Once I got relocated, I began to explore our new town. First off were the glorious sunsets that mesmerized me, snapshot after snapshot taken that fill my I phone camera album. We had always enjoyed kayaking and searching for herons, egrets and rosette spoonbills and here they were at my back door every evening. I took this as a sign that this place was where we were meant to be.
Relocating is lonely when you are losing your community. I kept remembering how my mom moved and what made her move easier at about my same age. I found all my interests; line classes, art studios and wonderful volunteer organizations. Finding my niche, offering my talents gave me something to look forward to. Telling my adventures and posting photos allowed me to show others that I was doing fine. Reaching out with social media was helpful, but many times I miss my close friends that everyone needs, your A team when you want to sit back and be yourself. Those people can’t be replaced and finding new ways to connect meant frequent trips and time spent on the phone.

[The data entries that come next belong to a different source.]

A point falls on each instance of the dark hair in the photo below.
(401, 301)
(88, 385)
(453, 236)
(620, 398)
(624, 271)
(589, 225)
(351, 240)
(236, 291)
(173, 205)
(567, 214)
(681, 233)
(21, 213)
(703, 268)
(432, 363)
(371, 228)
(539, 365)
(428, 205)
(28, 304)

I was so fortunate to find work and become part of a new integrative wellness program. For as long as I can I want to see the look on someone’s face when I have massaged then through their cancer treatment and hear them say how grateful they are for my touch. I am grateful that my passion and life work are one and that I can continue to offer therapeutic comfort touch during difficult times for survivors in cancer treatment.
Recently I played a game with my grandchildren when they were visiting and took them to see the puppies at Southeastern Guide Dogs. It was Spring Break and the line was long, and waiting is so hard when you are young. Remembering the AT&T commercial where the gentleman sits at the children’s table and keeps asking them questions to make them think. So I asked my trio, “what’s worse, waiting in line to play with puppies or NEVER watching tv or seeing your parents or visiting us ever again?” It was good to have that perspective and sometimes it helps to asks ourselves hard questions. Life is not always easy, sometimes so hard, you wonder why try? Fade away and then a smile, a song, a sunset reminds you that “Tides change and Have Faith.” Sometimes it not just moving the cheese, but cutting off the hardened edges, a bit of old mold, that helps to see the new possibilities.
We have a new life in a new home with a view of the sunset over the pond every night. Work that we enjoy, hobbies that keep us young and engaged. Was it easy, no? Was it necessary, yes? Feeling grateful and resilient and banking those good feelings for those times that will come which make you cry out, “really, again.”